DEUX PIANOS PRÉPARÉS : TROISIÈME PARTIE – UNE MUTATION IMPROMPTUE : SENS, TEXTE ET CONTEXTE

Mariana THIERIOT LOISEL, tout en nous défiant de céder au nihilisme, aborde dans cette troisième partie le cœur du sujet : « Je fais l’hypothèse que cette interaction entre une intention et une volonté consciente et un désir inconscient apparaît sous le mode d’une évaluation et que cette évaluation peut rendre possible la mutation humaine », dixit l’auteur. Nous voici donc plongés dans les liens inextricables entre affects, désirs et sur- ou dé-valuation, tous traits de caractères spécifiquement humains, donc faillibles, et à la base d’une éthique discutable, voire usurpatrice au sens de Barthes, c’est-à-dire par une tentative de « substituer la vérité par le mythe ». Seule échappatoire à ce piège redoutable : la création « d’une éthique de la compréhension » prônée par Edgar Morin dans la Méthode ou par une tentative de « réconciliation du réel et des hommes, de la description et de l’explication, de l’objet et du savoir » selon Barthes. Mariana Thieriot en vient donc avec Habermas, Michel Henry et à l’aide de nombreux exemples tels la sculpture de Giacometti, l’astronomie de Galilée ou les mathématiques de Leibniz à se poser la question du sens véritable de la vérité, de la structure interne du sens, à ce qu’ils masquent ou dévoilent et à la nécessité de situer ponctuellement le contexte non intentionnel d’une mutation humaine.

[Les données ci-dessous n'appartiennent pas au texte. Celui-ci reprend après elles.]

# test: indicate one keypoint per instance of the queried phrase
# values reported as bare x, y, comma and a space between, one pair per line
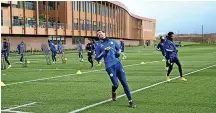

LES TREMPLINS DE L’INCERTITUDE

Maurice COUQUIAUD est poète, essayiste, ancien rédacteur en chef de la revue polypoétique PHRÉATIQUE dans laquelle il a publié nombre d’écrivains et de scientifiques de renom et membre du CIRET. C’est dire qu’il est un fervent défenseur des valeurs transdisciplinaires et un auteur prolixe. Parmi ses ouvrages, de nombreux recueils de poésie passionnants tels « Chants de Gravité », L’Harmattan, 1996 ou « L’éveil des eaux dormantes », Le Nouvel Athénor, 2006 et des essais tels « L’étonnement poétique: un regard foudroyé », L’Harmattan, 1998 et « L’horizon poétique de la connaissance », L’Harmattan, 2003. Ces deux derniers titres soulignent à grand trait la démarche poét(h)ique de l’auteur: demeurer sans cesse étonné et ouvert sur le brassage des idées et des hommes. D’où sa soif de connaissance des découvertes les plus pointues de la science et son analyse en profondeur de la pensée philosophique contemporaine. Ainsi, la rédaction de ce journal écrit en 2004 dans lequel Maurice Couquiaud disserte au jour le jour sur ses lectures, sur sa participation à des colloques, sur ses libres pensées ou sur ce que lui inspire certains poèmes. On est pris dans le voyage dès la première citation d’Hubert Reeves indiquant la nécessité absolue de pratiquer la science et la poésie de front, sans disparité, sans scission absurde et sans mélange des genres. C’est ensuite l’univers de Cioran qui est revisité sur le plan de ses positions face au scientisme, à la culpabilité, au nihilisme et à la métaphysique s’achevant sur cette ode réconciliatrice de Supervielle :
« Le soleil connaisseur qui nomme et qui dénombre.
                                        Remet sa part de jour à ce qui sort de l’ombre »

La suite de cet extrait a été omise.